The module was also a little experimental in its delivery, and my first experience of lecture capture which made things more interesting, with material being uploaded to the module’s Moodle page. The lecture capture in the room I was timetabled in was restricted to video of whatever was being projected onto the screen and voice, but fortunately with six banks of blackboards to choose from and the screen only covering two of those boards it was possible for a smorgasbord of blackboards, summary file cards on the visualiser and occasionally PC for Prezi and Second Life (we are very protective of our blackboards in Warwick Maths, much to the despair of many of our colleagues elsewhere in the University). Additionally I was taking photographs of the blackboards to upload (although this started late, and was a little sporadic: end of lectures not best time to remember to take photos of current boards).

File cards on the visualiser to accompany lecture capture came about initially because I was writing draft lecture notes on them so that I could try to rearrange the order I was doing things to suit the moment (it wasn’t always clear in which order to do things, or whether to introduce examples before or after more detailed theory), but then it became clear that they could further be used during the lectures where there was still the flexibility to change the order of things on the fly which lecturing from notes does not (or at least, does not so well). Of course, a significant number of students still asked for some printed lecture notes which I am now reluctantly putting together based on the order in which I did things this year. Next year I will need to decide how to incorporate them into the delivery to keep the flexibility I have enjoyed this year,

 A selection of file cards used on visualiser for lecture capture.
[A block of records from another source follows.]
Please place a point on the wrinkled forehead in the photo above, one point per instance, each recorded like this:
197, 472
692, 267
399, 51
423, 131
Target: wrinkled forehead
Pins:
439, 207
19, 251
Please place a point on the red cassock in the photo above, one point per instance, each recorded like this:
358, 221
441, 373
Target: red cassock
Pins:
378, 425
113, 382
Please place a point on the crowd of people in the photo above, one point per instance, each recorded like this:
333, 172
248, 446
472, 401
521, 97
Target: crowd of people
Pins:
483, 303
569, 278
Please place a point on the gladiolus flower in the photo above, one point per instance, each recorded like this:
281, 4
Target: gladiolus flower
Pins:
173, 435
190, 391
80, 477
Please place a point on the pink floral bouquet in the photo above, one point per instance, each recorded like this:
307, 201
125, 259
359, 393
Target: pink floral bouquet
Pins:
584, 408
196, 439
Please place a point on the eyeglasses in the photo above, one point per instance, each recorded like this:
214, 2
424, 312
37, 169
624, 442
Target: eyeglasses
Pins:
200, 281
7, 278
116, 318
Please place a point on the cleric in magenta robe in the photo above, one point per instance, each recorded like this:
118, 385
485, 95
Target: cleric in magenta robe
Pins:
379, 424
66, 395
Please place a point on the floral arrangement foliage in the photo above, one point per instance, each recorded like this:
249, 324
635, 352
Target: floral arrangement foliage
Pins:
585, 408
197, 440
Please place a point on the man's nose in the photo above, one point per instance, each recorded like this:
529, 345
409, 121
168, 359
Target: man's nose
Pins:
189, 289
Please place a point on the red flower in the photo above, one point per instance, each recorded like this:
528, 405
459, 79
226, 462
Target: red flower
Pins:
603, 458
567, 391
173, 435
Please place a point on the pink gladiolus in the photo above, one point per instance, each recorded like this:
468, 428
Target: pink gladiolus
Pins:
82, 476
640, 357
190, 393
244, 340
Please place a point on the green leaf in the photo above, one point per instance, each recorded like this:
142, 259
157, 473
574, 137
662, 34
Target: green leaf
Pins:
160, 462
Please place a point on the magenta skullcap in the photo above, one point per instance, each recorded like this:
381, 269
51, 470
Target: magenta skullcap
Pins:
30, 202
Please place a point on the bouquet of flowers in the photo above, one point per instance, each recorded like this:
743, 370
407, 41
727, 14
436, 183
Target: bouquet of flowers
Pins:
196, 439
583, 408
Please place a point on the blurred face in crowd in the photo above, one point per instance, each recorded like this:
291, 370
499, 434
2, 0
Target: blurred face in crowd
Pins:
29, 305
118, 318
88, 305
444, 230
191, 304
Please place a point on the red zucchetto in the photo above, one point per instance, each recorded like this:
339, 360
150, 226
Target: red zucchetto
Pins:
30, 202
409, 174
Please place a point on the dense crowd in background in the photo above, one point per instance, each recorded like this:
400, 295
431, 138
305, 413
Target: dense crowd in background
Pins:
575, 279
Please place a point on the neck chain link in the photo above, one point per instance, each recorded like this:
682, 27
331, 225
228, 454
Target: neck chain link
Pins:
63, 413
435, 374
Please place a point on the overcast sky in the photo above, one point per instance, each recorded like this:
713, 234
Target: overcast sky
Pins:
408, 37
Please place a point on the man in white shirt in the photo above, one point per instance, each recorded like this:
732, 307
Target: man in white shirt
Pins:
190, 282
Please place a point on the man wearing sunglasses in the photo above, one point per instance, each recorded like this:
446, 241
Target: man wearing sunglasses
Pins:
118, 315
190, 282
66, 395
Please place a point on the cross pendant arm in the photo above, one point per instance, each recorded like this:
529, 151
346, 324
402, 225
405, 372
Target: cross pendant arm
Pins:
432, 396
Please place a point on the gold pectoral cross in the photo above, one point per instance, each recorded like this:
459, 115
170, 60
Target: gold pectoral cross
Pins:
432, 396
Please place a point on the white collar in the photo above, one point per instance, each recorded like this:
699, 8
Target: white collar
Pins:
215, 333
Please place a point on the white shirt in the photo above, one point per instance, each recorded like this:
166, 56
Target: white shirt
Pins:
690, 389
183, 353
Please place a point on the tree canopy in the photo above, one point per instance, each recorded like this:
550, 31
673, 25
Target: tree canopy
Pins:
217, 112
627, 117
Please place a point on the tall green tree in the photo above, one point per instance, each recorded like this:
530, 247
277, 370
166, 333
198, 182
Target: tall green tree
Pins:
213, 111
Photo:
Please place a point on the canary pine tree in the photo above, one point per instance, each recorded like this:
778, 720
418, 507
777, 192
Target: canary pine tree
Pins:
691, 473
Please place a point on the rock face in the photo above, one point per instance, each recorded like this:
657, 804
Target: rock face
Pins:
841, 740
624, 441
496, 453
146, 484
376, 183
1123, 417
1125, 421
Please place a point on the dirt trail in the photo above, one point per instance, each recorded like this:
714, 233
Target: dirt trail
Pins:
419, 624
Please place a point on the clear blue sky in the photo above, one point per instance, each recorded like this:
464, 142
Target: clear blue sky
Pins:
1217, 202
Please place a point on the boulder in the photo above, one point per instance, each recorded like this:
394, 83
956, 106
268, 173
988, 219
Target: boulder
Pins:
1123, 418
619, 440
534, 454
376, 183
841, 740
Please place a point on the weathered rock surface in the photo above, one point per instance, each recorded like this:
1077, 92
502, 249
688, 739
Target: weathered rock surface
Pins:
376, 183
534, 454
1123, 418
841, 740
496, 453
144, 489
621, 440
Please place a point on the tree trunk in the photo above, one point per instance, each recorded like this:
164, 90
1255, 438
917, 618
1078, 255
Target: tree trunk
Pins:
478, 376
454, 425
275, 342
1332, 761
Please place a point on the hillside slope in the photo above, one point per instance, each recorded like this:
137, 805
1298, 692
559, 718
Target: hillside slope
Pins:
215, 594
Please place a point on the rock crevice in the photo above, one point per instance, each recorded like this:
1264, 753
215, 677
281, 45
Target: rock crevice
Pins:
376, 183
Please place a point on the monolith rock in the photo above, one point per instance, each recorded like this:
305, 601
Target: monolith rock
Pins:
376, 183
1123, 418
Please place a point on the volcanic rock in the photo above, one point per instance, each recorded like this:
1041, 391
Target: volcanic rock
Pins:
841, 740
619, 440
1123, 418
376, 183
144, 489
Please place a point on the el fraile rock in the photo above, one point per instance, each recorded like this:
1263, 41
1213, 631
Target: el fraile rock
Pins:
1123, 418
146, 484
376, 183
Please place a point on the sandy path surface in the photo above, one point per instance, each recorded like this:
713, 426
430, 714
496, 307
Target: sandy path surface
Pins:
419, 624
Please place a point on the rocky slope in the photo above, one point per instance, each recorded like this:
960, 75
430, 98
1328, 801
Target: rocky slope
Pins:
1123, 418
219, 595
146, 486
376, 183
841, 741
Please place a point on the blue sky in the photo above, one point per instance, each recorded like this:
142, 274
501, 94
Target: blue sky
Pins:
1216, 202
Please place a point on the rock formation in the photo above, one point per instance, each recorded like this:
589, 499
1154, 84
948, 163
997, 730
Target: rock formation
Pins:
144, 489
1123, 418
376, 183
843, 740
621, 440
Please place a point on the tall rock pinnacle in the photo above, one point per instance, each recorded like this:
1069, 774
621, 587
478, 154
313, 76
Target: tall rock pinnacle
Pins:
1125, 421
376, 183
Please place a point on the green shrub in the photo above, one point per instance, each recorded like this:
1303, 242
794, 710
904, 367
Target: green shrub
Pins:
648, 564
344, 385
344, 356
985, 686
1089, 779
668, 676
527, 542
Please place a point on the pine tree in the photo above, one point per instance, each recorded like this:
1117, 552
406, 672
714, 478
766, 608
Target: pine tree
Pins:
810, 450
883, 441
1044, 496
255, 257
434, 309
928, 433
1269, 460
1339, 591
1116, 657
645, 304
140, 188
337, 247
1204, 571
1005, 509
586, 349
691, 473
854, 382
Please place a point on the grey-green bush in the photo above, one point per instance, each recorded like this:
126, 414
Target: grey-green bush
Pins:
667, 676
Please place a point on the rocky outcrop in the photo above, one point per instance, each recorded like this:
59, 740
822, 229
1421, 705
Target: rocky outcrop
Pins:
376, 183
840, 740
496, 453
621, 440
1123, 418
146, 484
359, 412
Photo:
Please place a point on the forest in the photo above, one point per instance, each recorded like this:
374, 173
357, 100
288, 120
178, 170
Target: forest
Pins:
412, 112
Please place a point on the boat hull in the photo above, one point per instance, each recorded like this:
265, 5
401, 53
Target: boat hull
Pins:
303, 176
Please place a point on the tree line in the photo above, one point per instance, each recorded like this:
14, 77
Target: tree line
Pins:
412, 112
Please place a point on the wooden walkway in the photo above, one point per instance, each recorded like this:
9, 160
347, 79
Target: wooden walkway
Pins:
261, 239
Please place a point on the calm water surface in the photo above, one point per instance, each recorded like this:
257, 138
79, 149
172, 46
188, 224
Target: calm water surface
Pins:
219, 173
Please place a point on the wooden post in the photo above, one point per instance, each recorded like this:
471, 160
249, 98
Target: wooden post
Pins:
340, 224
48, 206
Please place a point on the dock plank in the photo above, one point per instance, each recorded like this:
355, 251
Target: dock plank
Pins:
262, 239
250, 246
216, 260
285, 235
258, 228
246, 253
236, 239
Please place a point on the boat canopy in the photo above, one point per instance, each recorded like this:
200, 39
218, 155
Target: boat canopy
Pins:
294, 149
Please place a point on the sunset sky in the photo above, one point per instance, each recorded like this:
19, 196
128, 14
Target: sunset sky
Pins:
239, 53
 Blackboard photo example.
 Some screen shots from lecture capture.

Post-mortem: I think it went well. I certainly enjoyed the challenges that lecture capture threw up, and as I said this is a module I have been wanting to put on for a long time, but it was more difficult to decide what to leave out than what to include. Previous incarnations of my Equivariant Bifurcation Theory module have certainly got carried away with some of the theory I find exciting but may have left many of the students behind, but you still need a certain amount of the theory in order to appreciate what is going on and why the examples work (and why this stuff is so goddamn amazing). Student feedback was good, fortunately most claim to have ended up with a good set of lecture notes to revise from (one of the feedback form questions) and a shout out to my TA for the support classes who also received some glowing praise. I guess the final test is how they all do on the exam next April! For next year, I feel I’ve got a solid foundation to work on, and a few tweaks where things didn’t quite work as well as I would have liked, but on the whole, very happy with it all.

*Demonstrations included the Zeeman Catastrophe Machine caught on visualiser (see screen shot above) but also Euler Strut on some perspex strips found in the department library. I probably got more excited than I should have done by the fact that with these strips you could really feel where the initial pitchfork bifurcation happens as you increase the force on the two ends with your hands which you don’t get by using a ruler. Just call me a nerd.

Picture at beginning of blog entry is of the Vasa, a Swedish warship that capsized a short while into its maiden voyage in 1628. One of the applications we discussed in the module was of ship stability and how catastrophes can occur (in the case of the Vasa both mathematically and literally).

## Dave

Mathematician at the University of Warwick in the UK with research interests in equivariant bifurcation theory and applications, especially in modelling of insect locomotion. Teaching interests include online learning and innovative teaching methods. Also in a past life has been involved in summer school courses, and online material, for Gifted and Talented. He has been active on the Internet since 1995, initially though his UFO and Michael Schenker website, but now through a multitude of projects.